The file photo shows a protest in Sudan.

Pro-democracy activists in Sudan have held protests against the military rule.

On Thursday, protesters chanted ‘Soldiers back to barracks!’ and ‘The people want civilian rule!’ as well as chants calling for the dissolution of the notorious Janjaweed militia. Witnesses have reported a large military presence on the streets of the capital Khartoum since Wednesday.

Troops blocked off the Nile bridges linking the city to its suburbs, Omdurman and North Khartoum. Armored vehicles blocked access to the presidential palace.

Security forces fired tear gas at hundreds of demonstrators in Omdurman and at Port Sudan on the eastern coast.

Marches were also reported in Wad Madani and in the violence-wracked Darfur region. In anticipation of demonstrations, authorities had declared Thursday a non-working day.

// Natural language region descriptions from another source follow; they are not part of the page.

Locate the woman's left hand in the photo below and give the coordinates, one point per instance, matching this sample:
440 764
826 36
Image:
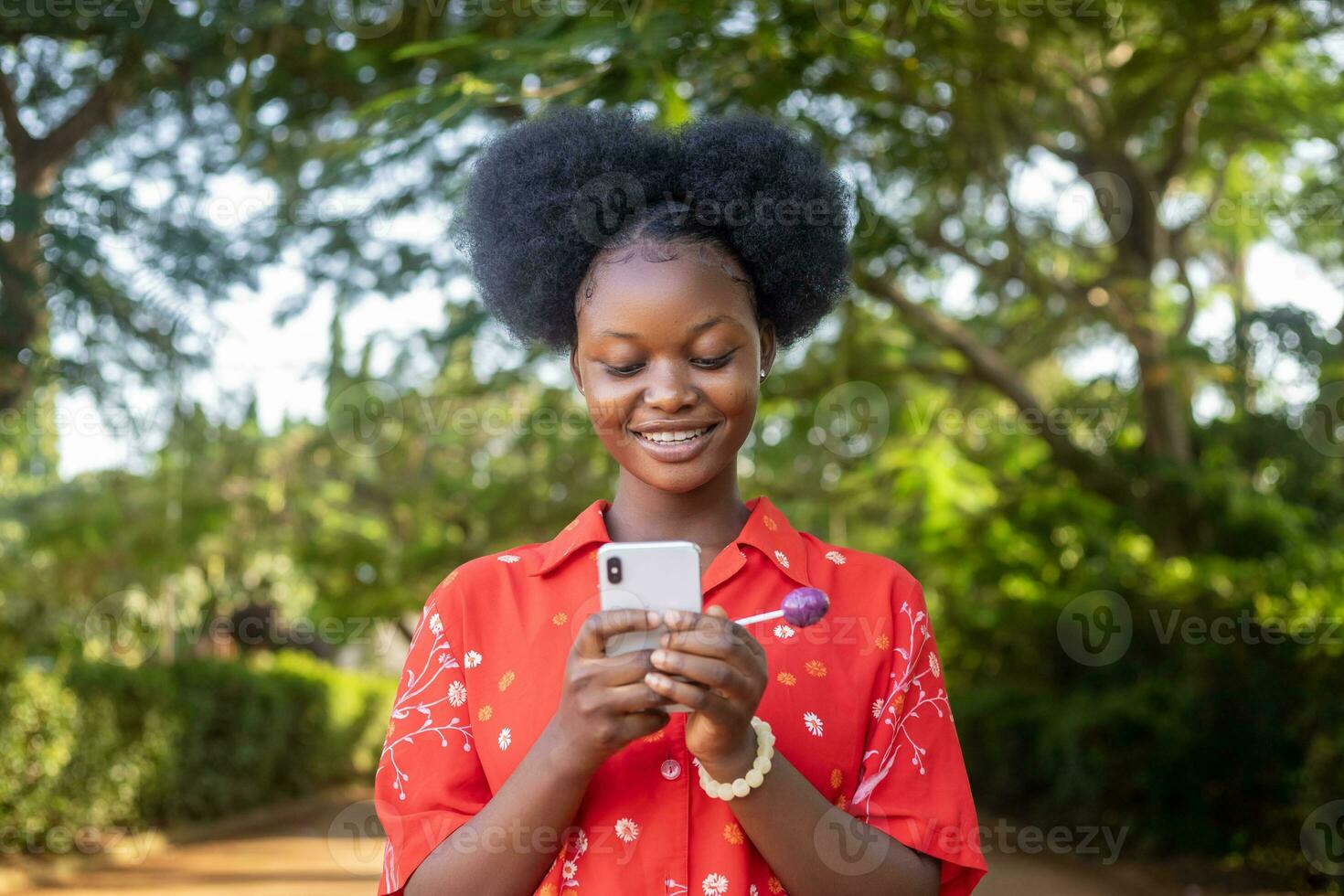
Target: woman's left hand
729 669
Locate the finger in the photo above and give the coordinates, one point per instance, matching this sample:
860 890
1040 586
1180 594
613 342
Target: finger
623 669
699 698
635 698
712 635
600 626
717 675
641 724
737 630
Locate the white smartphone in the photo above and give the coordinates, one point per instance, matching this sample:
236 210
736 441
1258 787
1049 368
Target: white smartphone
648 575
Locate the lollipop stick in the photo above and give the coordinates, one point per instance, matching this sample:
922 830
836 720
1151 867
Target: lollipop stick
760 617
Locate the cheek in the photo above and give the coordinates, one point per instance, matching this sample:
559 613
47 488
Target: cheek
735 400
608 410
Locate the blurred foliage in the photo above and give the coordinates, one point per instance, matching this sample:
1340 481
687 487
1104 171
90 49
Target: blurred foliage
1040 197
102 744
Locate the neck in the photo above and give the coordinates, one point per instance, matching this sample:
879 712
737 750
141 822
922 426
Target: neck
711 515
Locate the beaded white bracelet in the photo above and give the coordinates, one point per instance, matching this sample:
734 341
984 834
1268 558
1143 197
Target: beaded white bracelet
754 778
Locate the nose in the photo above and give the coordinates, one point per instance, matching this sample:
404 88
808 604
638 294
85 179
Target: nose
669 389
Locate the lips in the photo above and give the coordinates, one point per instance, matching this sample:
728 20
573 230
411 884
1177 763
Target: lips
674 446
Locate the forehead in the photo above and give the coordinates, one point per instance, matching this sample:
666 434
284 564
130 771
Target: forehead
636 295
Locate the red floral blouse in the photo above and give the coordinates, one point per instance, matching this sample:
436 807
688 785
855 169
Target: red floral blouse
858 704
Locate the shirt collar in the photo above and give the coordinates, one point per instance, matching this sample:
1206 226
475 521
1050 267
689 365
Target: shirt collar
766 529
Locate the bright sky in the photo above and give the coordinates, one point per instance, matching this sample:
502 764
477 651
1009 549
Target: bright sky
285 366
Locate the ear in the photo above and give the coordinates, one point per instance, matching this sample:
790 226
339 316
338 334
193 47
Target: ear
768 346
574 372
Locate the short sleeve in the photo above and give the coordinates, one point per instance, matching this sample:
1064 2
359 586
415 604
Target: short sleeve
429 778
912 784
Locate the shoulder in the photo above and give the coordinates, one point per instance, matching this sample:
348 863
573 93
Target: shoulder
848 572
488 574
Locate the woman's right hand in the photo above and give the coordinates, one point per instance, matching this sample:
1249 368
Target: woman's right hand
605 703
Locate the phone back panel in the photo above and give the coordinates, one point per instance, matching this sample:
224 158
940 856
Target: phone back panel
655 575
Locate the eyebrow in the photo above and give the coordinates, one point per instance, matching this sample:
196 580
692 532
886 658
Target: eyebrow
699 328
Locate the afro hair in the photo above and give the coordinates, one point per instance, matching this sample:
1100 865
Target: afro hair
549 195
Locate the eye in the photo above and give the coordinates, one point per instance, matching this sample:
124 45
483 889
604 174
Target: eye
712 363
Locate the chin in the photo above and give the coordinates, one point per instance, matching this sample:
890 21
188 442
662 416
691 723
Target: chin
667 477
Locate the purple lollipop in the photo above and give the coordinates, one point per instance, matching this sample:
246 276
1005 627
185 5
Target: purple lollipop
801 607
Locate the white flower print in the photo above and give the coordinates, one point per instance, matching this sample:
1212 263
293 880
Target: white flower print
571 867
457 693
907 692
417 698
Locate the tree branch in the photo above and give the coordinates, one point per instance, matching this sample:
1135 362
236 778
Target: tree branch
102 106
992 368
20 142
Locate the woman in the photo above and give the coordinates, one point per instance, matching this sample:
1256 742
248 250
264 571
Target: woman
519 758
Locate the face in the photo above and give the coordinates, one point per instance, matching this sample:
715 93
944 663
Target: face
669 357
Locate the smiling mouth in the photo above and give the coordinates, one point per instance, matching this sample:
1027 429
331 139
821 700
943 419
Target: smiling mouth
679 437
677 445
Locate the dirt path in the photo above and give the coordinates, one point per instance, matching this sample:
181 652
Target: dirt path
335 850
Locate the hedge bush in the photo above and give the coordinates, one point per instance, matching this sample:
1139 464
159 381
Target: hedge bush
97 744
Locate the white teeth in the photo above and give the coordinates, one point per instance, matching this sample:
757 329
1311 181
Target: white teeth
675 437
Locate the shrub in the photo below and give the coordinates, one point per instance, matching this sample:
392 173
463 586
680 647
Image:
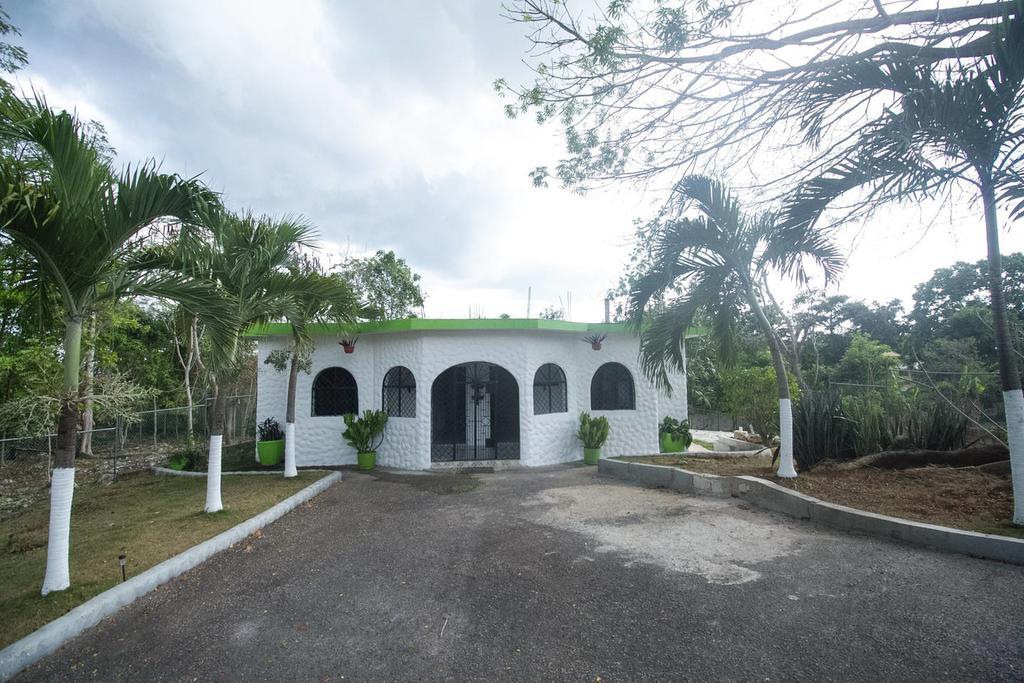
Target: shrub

April 6 marks the anniversary of uprisings in 1985 and 2019 that ended up in the ouster of two leaders who had seized power in coups.

Accused of committing war crimes in Darfur in 2003, the Janjaweed were run by Mohamed Hamdan Daglo, the second in command behind Sudan's military ruler Abdel Fattah al-Burhan.

Sudan is still ruled by Burhan, the military leader who seized power in an October 2021 coup, aborting the transition to civilian rule agreed after the 2019 overthrow of long-time ruler Omar al-Bashir.

A new delay to the signing of a deal to restore the transition, which had been rescheduled for Thursday, prompted the Forces of Freedom and Change (FFC) to call for nationwide protests instead.

The FFC urged Sudanese people to demonstrate after several high-ranking officials from the Bashir era found roles in the current administration.

Cracks have emerged within the military over security reforms proposed as part of the deal with the FFC. The sticking point has been the integration into the regular army of the powerful paramilitary Rapid Support Forces (RSF), led by Burhan's deputy Daglo.

The two have been at loggerheads over the timetable for the RSF's integration. Created in 2013, the RSF emerged from the Janjaweed that Bashir unleashed a decade earlier against non-Arab ethnic groups in the western region of Darfur. The militia has since been accused of war crimes.

The worsening state of Sudan's economy has also put pressure on all sides to reach a deal.